F – Ford Motor Co. – On a down day for stocks, Ford’s shares are trading higher by 1.4% at $11.36. An interesting stock with option combination traded earlier involving the sale of stock at $11.44 against the simultaneous sale of 100,000 put options at $1.21 per contract. In essence the trader wants Ford shares to decline and the short put aspect means that if at expiration that Ford’s shares are trading below the $10 strike price, the investor could have that 10 million shares put to him. With a delta of 0.3 on the original trade the investor would have sold approximately 330,000 shares today. Assuming the price does decline the position would become larger and the delta would increase the closer we move towards the strike price. If the trade works as planned the investor’s bravery gets rewarded through buying the stock at a discount to the prevailing market price by the amount of the premium written today. That also acts as a cushion in the event shares rally. Shares reached $12.14 on November 1, 2009.

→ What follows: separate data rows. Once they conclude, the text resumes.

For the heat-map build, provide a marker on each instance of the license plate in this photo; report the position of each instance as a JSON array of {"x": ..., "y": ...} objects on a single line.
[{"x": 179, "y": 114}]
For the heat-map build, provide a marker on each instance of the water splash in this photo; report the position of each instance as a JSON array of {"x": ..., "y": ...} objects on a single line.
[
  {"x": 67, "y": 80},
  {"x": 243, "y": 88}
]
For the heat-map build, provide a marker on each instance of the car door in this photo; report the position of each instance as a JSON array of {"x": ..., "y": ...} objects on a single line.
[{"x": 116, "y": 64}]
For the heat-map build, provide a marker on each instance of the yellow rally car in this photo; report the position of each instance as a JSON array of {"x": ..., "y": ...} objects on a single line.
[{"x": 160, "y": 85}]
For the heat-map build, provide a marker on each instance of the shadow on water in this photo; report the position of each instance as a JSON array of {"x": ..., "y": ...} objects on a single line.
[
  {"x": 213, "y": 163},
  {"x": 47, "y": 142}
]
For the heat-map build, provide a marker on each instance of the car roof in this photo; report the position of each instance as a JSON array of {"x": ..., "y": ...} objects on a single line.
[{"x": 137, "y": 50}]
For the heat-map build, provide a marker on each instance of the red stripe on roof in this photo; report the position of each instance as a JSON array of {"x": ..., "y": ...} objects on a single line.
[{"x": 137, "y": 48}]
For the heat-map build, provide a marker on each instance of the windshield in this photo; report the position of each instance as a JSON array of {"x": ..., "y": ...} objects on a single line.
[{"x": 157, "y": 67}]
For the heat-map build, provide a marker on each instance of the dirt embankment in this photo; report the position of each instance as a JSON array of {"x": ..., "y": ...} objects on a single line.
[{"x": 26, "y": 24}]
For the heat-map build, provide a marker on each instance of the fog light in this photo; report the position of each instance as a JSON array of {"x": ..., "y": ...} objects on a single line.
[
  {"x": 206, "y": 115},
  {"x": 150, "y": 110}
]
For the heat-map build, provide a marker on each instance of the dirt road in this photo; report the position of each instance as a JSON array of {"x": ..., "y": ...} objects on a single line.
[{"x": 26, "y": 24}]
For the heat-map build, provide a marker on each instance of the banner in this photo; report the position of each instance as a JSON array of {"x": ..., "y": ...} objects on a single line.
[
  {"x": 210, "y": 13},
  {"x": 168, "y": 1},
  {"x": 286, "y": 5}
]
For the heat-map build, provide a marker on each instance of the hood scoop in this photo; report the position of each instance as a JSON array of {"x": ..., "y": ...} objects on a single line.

MGT – MGIC Investments Corp. – Shares of the largest U.S. mortgage insurer are up more than 4% this morning to $7.84 on news the firm is implementing a new pricing scale to better compete with government-backed competitors. Options traders initiated fresh bullish positions using both calls and puts on the stock. Plain-vanilla call buyers targeted the April $10 strike, purchasing 2,200 calls for an average premium of $0.41 apiece. These contracts positions MTG-bulls to amass profits only if the firm’s share price surges more than 32.50% over the current price to surpass the breakeven point at $10.41 by April expiration. Other investors shed 1,400 puts at the June $7.5 strike to take in an average premium of $1.10 per contract. Put-sellers keep the full premium received on the sale if MTG’s shares trade above $7.50 through expiration in June. The short sale of the put contracts implies traders are happy to have shares of the underlying stock put to them at an effective price of $6.40 apiece if the puts land in-the-money.

RSH – RadioShack Corp. – The consumer electronic goods retailer’s shares are down more than 7.15% to $19.15 in early trading following the firm’s fourth-quarter earnings report yesterday. Shares are down sharply despite the fact that RadioShack’s earnings of $0.60 per share exceeded average analyst expectations by one penny a share. One bearish investor’s options trade in the March contract suggests he does not expect RadioShack’s shares to rebound ahead of expiration next month. The trader initiated a call credit spread by selling roughly 5,000 calls at the March $20 strike for a premium of $0.55 apiece, marked against the purchase of 5,000 calls at the higher March $22.5 strike for $0.09 each. The investor pockets a net credit of $0.46 per contract, which he keeps as long as shares of the underlying stock fail to rally above $20.00 ahead of expiration day.

FL – Foot Locker, Inc. – Bearish investors are buying put options on the global retailer of footwear and athletic apparel this morning with shares of the underlying stock down 1.25% to $12.88. It looks like traders anticipating further share price erosion picked up 2,000 puts at the March $12.5 strike for an average premium of $0.45 per contract. The puts yield profits to investors if Foot Locker’s shares trade beneath the effective breakeven share price of $12.05 ahead of expiration next month. Options implied volatility on the stock jumped 15.04% to 45.69% in morning trading.